With respect, this analysis places far too much emphasis on the private character of ITV. It is true that there are cases in which contractual relationships have been held not to be subject to judicial review. One might even say, for the sake of argument, that the starting point in such situations is that judicial review is not available. There is, perhaps, a presumption of unreviewability. But, if so, the presumption can be rebutted. And many of the factors usually relied upon to rebut the presumption were present in this case.
First, whether a private body has been interwoven into a statutory scheme. Here, ITV has been interwoven into a statutory scheme, the whole point of which is to ensure that various obligations will be imposed upon it. The fact that ITV is not directly subject to statutory obligations imposed by legislation does not alter the reality that the statutory scheme was designed to impose obligations developed in detail by Ofcom (which, of course, is itself a public body).
At one point the test for the availability of certiorari did involve an inquiry into whether the power at issue was statutory but we have long since moved to a more contextual approach where the issue is almost always whether the indirect obligations imposed on a private party are such as to draw the party into a web of state regulation, thereby making them subject to judicial review. Where there are direct obligations, the question of reviewability is, of course, much easier to answer.
Second, whether private-law remedies are unavailable or ineffective. Here, neither the Liberal Democrats nor the Scottish National Party had any plausible contractual or tortious remedy. Note, in this regard, that the controversial residential care cases of the early 2000s (where local authorities contracted out the accomplishment of their statutory objectives to provide care) all involved situations where there were some contractual remedies. These cases have previously been considered to be the high (or, depending on your perspective, low) point of English judicial analysis of the public-private divide. This case goes one step further.
Moreover, Ofcom’s stated policy is not to intervene prior to a broadcast. This gave Davis LJ and Warby J “some pause for thought” (at para. 92). So it should have. Indeed, given the requirement under the European Convention on Human Rights (and thus the Human Rights Act 1998) that any limitation on freedom of expression be “in accordance with law”, a regime of prior restraint would almost certainly be unlawful.

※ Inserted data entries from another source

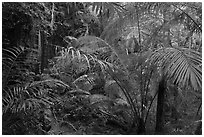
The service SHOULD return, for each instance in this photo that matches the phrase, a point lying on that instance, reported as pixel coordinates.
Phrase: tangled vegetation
(87, 68)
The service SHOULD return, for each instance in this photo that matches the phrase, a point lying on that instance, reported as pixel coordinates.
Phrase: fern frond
(183, 65)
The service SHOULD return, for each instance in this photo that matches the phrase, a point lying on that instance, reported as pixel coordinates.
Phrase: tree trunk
(160, 105)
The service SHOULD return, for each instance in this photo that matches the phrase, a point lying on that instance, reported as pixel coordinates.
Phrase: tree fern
(183, 65)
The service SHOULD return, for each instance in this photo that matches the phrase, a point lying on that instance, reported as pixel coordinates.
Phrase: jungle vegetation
(88, 68)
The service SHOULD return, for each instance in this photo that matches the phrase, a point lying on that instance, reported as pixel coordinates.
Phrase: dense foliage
(101, 68)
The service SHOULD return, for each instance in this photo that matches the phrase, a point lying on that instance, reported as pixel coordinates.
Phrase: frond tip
(182, 65)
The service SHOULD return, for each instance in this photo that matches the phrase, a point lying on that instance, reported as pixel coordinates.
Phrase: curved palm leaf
(183, 65)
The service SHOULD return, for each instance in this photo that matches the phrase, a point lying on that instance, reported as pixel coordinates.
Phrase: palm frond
(183, 65)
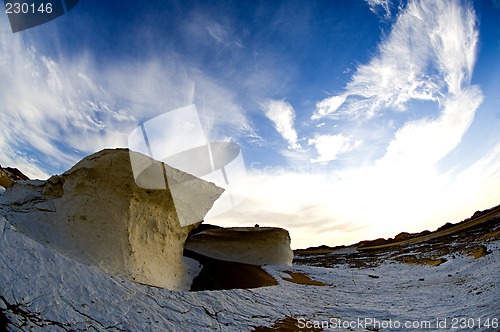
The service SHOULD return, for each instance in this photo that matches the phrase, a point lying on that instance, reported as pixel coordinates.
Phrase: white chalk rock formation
(250, 245)
(97, 214)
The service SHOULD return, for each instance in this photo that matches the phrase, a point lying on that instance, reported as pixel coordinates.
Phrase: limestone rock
(249, 245)
(8, 175)
(97, 214)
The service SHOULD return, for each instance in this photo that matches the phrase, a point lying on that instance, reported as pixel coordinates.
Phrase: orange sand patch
(287, 324)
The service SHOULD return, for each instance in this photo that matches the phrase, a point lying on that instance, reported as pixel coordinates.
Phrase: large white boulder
(250, 245)
(98, 215)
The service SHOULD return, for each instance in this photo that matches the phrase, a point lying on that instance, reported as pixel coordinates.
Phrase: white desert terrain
(113, 271)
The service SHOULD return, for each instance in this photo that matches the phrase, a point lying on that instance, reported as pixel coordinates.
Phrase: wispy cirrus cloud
(282, 115)
(329, 147)
(429, 53)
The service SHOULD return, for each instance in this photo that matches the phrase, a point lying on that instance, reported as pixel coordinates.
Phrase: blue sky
(357, 119)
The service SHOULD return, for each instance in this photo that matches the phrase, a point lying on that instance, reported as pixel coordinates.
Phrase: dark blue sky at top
(311, 47)
(312, 42)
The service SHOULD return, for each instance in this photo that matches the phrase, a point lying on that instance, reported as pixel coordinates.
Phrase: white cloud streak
(426, 35)
(329, 147)
(54, 112)
(282, 115)
(403, 190)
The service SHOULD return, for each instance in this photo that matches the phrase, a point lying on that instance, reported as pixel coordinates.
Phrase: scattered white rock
(250, 245)
(98, 215)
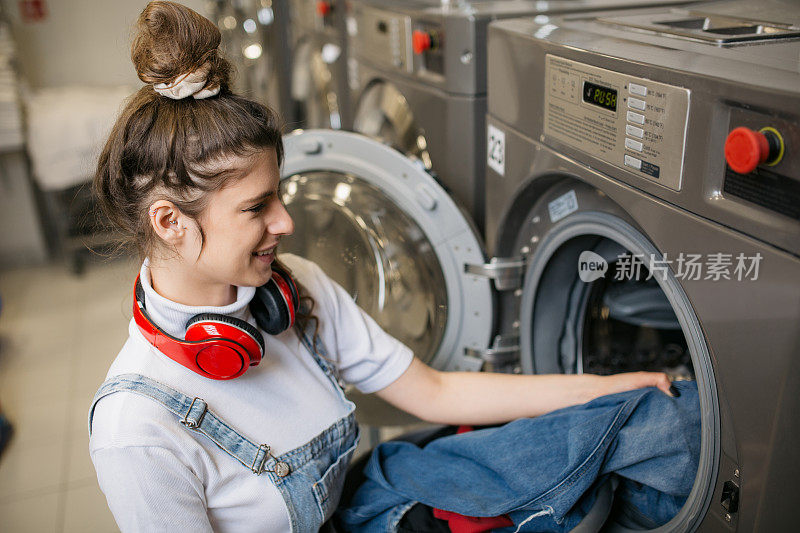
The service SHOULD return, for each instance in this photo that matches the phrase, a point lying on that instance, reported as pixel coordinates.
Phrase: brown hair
(160, 148)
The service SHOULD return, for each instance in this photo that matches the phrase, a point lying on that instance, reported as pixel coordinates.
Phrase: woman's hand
(478, 398)
(636, 380)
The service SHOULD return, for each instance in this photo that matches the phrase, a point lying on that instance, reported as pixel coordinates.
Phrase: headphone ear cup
(208, 326)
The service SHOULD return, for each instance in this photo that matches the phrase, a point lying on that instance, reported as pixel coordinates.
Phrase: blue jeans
(543, 472)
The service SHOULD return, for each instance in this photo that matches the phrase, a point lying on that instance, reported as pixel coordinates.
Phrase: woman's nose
(281, 222)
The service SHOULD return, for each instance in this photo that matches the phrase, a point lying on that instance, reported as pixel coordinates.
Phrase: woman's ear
(167, 222)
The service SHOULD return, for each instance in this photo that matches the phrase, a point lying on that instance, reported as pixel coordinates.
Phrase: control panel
(384, 37)
(633, 123)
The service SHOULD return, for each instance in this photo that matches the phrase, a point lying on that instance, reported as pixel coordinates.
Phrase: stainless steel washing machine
(418, 71)
(608, 137)
(255, 38)
(319, 64)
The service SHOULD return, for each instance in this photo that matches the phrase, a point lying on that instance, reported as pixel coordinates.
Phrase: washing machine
(644, 168)
(319, 64)
(418, 73)
(255, 39)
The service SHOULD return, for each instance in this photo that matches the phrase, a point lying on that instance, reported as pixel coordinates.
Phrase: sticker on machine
(563, 206)
(496, 150)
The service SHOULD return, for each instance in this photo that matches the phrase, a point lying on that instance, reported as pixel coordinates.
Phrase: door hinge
(504, 351)
(506, 272)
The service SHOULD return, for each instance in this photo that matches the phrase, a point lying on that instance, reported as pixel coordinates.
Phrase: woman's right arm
(149, 488)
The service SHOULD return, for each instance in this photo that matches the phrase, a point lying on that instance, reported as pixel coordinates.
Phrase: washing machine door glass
(248, 41)
(314, 82)
(384, 114)
(390, 236)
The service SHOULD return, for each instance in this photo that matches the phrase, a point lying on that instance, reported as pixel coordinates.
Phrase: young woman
(190, 173)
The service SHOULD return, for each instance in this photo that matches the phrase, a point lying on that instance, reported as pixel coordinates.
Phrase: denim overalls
(309, 478)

There must be serious doubts about Ofcom’s ability to intervene ex ante to secure compliance with anything but the clearest provisions of the Code.
Third, whether there is a non-statutory code which courts can interpret. Where there is a code, it gives the courts something to hang judicial analysis on, making judicial review remedies more plausible. Here, there was such a code. Of course, judicial interpretation of such a code ought to be appropriately deferential or circumspect but this issue is distinct from the issue of the scope of judicial review (seeparas. 103-115).
Without even mentioning the unusual circumstances of the December 12 general election, which will have enormous consequences for the future of Britain and its relationship with the European Union, these factors would have amply justifed an extension of the scope of judicial review to cover ITV. That Davis LJ and Warby J concluded that there was not an arguable case and refused permission even to apply for judicial review is, in my view, quite remarkable.
This content has been updated on December 6, 2019 at 15:03.